Хуже того – предостерегали.
Вот и лёгкость ушла. Тягостно на излёте духовных сил; а уж как тягостно осознавать истечение своего срока. Да ещё и вдавливает голову в подушку густо клубящийся в спальне сумрак.
Как печально всё, как печально и безутешно… Замаячил финиш, а горестные мысли, будто замурованные, только кругами ходят вокруг да около.
И никого – никого! – нет уже рядом с ним.
Кому, кому достанется большая квартира на Петербургской-Петроградской стороне, редкие ценные книги, рукописи?
Неужели Игорю?
Кому же ещё…
На лучшей половине кафедры – Аля, лаборантка с улыбкой Джоконды и хроническим, на грани гайморита, насморком, год за годом с треском проваливавшая вступительные экзамены в Академию, а также смотрящие ему в рот и, похоже, тайно влюблённые в него бесцветные ассистентки и аспирантки – Германтова называли не только ЮМом, но и – за глаза – одиноким волком; ну да, Вера тоже ведь была аспиранткой, хотя… обесцветить Веру язык бы не повернулся!
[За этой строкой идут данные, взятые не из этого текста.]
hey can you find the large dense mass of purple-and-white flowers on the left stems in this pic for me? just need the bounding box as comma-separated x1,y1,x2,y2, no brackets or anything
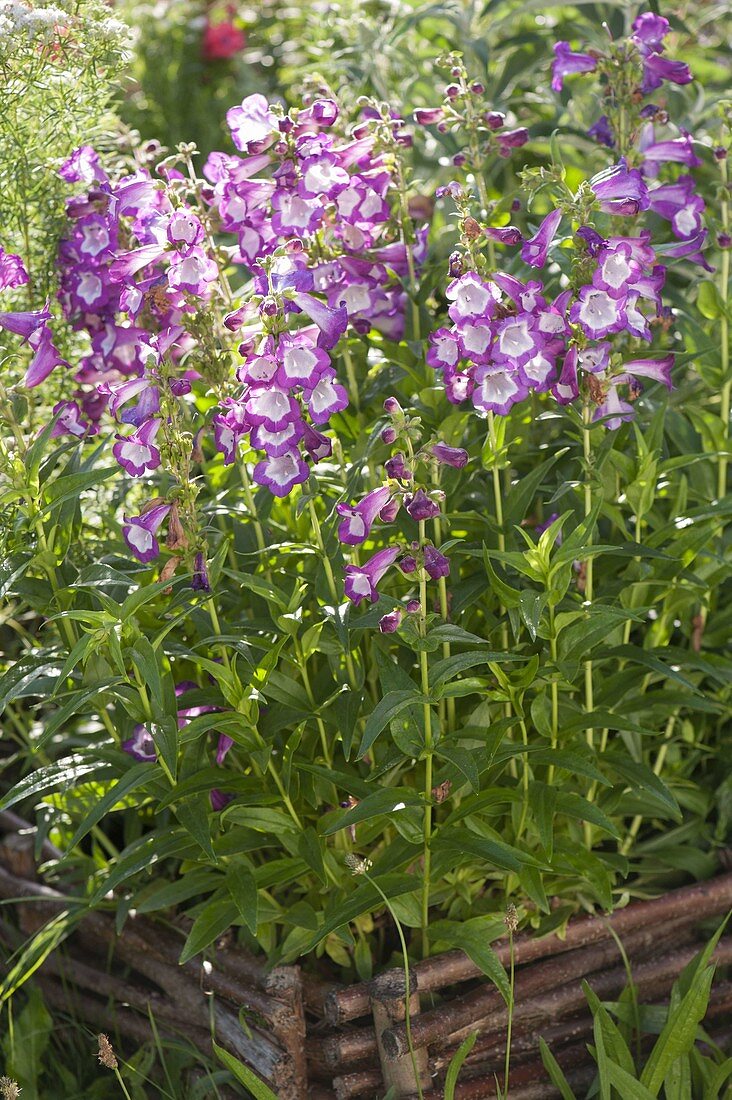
54,95,426,512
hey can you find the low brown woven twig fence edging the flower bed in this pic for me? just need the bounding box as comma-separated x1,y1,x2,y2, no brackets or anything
0,813,732,1100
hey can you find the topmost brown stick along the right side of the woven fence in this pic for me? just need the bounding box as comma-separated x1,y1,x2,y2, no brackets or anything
325,873,732,1025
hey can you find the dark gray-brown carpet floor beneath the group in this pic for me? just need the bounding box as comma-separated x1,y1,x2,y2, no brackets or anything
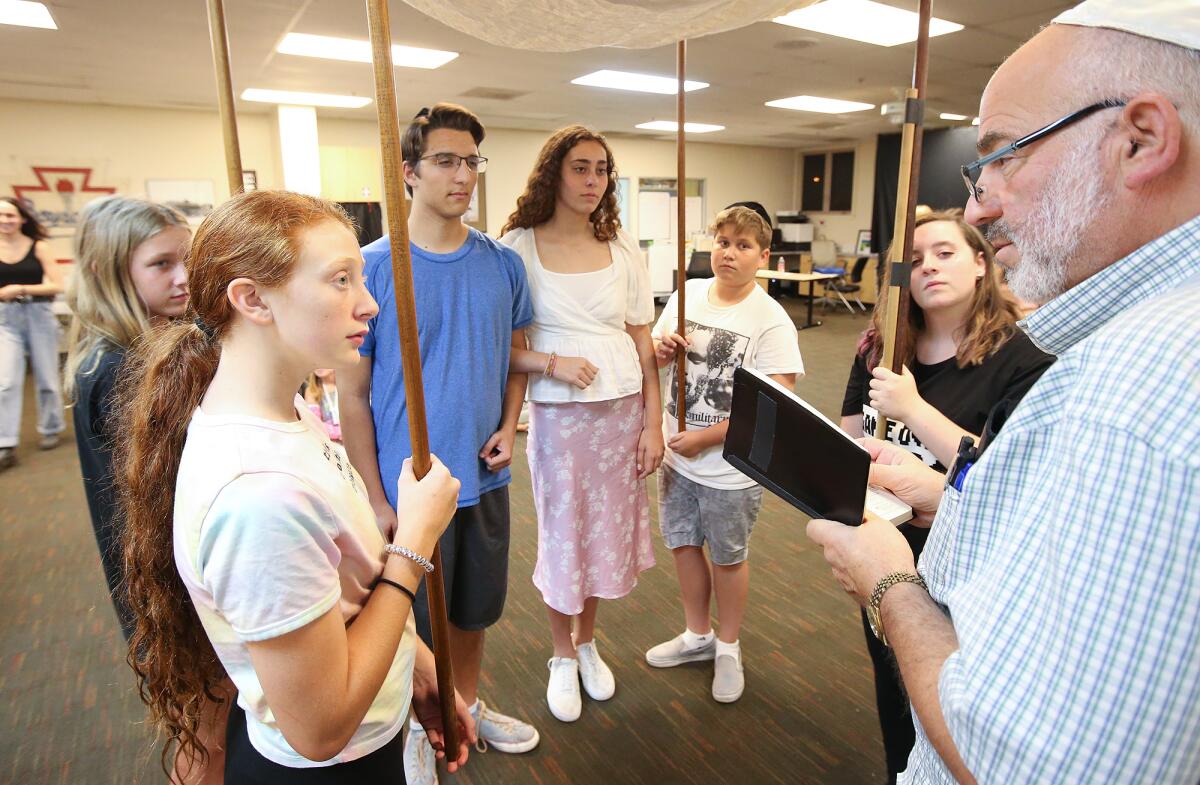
0,300,884,785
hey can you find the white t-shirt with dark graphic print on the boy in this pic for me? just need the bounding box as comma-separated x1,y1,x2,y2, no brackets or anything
653,278,804,490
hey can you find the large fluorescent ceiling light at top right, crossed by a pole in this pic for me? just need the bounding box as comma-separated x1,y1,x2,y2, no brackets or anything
774,0,962,47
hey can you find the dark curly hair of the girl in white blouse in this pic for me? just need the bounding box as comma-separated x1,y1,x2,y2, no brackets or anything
500,125,620,242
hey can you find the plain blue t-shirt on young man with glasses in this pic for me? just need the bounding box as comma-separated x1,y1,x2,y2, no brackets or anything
359,229,533,508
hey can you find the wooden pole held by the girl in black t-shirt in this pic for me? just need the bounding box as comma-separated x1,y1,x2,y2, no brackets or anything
875,0,932,439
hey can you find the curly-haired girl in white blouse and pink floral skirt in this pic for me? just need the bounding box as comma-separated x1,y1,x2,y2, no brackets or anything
500,126,664,723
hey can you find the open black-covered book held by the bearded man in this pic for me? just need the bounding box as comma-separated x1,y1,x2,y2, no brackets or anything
722,367,871,526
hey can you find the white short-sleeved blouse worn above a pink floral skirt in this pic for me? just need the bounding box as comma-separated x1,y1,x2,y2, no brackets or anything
500,224,654,403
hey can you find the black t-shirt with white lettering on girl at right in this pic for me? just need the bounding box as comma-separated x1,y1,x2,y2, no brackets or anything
841,330,1054,472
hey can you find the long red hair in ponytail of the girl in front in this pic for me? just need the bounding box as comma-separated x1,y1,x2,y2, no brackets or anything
113,191,354,775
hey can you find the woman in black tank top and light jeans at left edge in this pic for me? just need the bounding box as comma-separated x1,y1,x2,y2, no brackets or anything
0,197,66,471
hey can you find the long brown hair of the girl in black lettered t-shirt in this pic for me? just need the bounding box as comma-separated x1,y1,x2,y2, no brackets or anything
858,209,1021,368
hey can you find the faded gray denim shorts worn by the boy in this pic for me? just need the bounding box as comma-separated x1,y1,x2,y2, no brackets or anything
659,466,762,567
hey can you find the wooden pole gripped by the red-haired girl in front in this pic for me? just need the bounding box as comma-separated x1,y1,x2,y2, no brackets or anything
367,0,458,760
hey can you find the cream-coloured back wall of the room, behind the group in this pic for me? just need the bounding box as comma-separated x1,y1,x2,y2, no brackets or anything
0,101,875,256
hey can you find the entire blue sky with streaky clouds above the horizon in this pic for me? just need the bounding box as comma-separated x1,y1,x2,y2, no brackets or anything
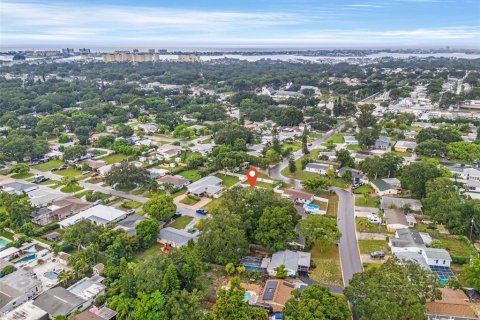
0,0,480,48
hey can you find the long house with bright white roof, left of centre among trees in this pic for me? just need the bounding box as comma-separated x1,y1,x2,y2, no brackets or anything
58,204,127,229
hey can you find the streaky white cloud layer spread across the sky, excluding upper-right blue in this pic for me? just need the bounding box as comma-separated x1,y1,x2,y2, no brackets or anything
0,0,480,46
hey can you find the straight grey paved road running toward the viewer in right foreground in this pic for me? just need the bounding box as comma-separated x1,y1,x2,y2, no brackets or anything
332,188,363,287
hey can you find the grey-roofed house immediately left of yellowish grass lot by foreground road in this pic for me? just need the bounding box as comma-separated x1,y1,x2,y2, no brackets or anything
262,250,311,277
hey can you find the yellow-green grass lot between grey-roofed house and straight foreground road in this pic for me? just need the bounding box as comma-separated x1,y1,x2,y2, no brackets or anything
310,243,343,287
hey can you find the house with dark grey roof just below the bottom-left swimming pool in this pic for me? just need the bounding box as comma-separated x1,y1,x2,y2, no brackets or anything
33,287,89,318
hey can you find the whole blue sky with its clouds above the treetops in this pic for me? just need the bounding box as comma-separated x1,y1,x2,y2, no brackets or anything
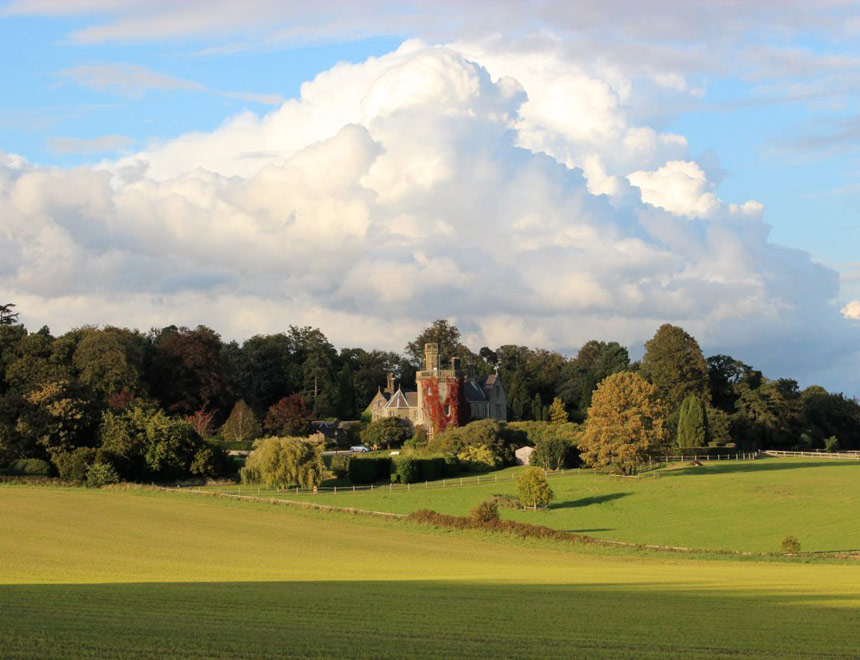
0,0,860,396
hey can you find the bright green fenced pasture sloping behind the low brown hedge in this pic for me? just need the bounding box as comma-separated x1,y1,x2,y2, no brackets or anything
212,458,860,552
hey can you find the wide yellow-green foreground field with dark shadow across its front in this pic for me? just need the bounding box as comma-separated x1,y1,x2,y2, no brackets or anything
0,478,860,658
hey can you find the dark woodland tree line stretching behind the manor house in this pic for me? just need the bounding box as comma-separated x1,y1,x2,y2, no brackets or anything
0,304,860,479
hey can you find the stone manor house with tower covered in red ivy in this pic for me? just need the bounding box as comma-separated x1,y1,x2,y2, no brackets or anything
370,344,507,436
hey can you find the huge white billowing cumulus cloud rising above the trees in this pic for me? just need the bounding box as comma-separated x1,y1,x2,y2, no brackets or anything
0,42,860,391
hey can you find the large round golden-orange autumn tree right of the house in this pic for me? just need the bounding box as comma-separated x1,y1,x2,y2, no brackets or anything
579,372,666,474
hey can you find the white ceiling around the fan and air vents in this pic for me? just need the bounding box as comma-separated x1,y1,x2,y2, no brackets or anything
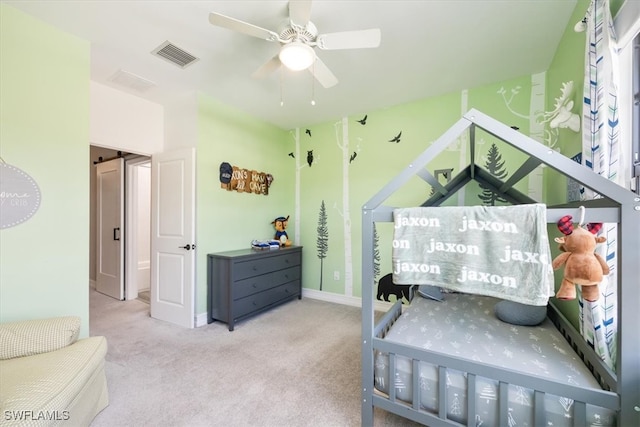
4,0,577,129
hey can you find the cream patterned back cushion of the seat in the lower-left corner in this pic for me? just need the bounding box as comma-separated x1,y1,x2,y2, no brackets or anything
0,316,80,360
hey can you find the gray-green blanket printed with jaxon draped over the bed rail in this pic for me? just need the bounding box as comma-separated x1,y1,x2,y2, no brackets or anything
392,203,554,306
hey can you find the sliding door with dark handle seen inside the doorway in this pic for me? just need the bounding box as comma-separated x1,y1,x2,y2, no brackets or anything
96,158,124,300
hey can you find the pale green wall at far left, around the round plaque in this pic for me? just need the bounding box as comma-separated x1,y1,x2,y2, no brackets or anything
0,4,89,336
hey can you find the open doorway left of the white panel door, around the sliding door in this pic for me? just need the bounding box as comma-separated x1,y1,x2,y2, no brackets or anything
89,146,151,304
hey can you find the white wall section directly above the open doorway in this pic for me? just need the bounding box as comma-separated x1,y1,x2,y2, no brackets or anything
89,81,164,156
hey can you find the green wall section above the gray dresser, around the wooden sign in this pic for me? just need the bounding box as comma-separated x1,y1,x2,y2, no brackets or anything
196,95,295,314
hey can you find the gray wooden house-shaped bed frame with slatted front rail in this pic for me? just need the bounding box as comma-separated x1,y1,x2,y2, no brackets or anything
361,109,640,427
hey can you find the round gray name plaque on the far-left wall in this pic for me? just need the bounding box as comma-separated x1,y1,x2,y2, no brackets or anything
0,162,40,229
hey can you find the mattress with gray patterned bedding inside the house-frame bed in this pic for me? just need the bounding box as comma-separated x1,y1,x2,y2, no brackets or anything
374,293,615,427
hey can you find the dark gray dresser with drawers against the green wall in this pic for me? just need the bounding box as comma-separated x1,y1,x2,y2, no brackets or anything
207,246,302,331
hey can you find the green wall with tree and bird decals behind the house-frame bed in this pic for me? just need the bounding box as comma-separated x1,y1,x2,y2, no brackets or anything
300,72,544,297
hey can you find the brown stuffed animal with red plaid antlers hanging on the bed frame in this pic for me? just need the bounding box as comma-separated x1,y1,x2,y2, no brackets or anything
551,215,609,301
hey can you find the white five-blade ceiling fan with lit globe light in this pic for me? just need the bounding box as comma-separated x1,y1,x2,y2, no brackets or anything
209,0,380,88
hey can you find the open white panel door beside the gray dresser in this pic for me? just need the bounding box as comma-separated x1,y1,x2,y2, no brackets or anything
150,148,196,328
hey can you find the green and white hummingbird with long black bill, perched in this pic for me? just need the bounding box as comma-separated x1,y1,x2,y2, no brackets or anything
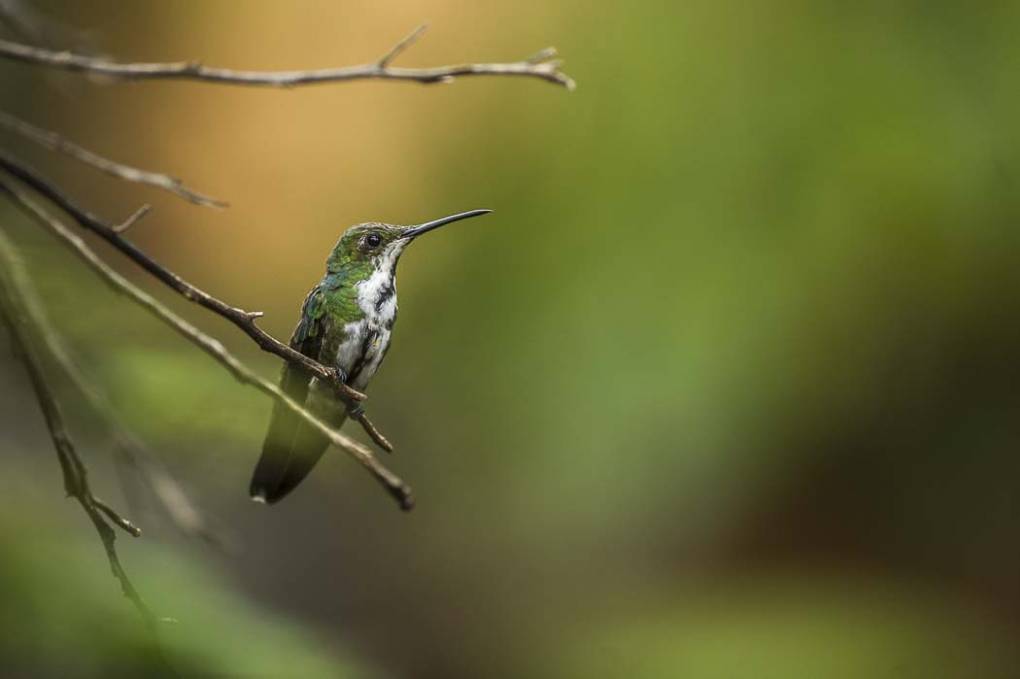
250,210,492,503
Вспомнил дурацкую, со смешочками и прибауточками, игру в фанты на кафедральной пирушке накануне Восьмого марта, когда Вере выпало прочесть стихотворение наизусть. Как жарко засияли её глаза, как разрумянивалась она, читая: «Я кончился, а ты жива. И ветер, жалуясь и плача, раскачивает лес и дачу…» Она будто бы тогда читала с вызовом, от его имени – он будто бы из небытия уже обращался к ней: я кончился, а ты жива…
Давно это было, а сердце опомнилось, заметалось, аритмично заколотилось.
Сколько же лет с того марта до нынешнего марта прошло?
Любопытно, что с Верой сейчас?
Где она, с кем?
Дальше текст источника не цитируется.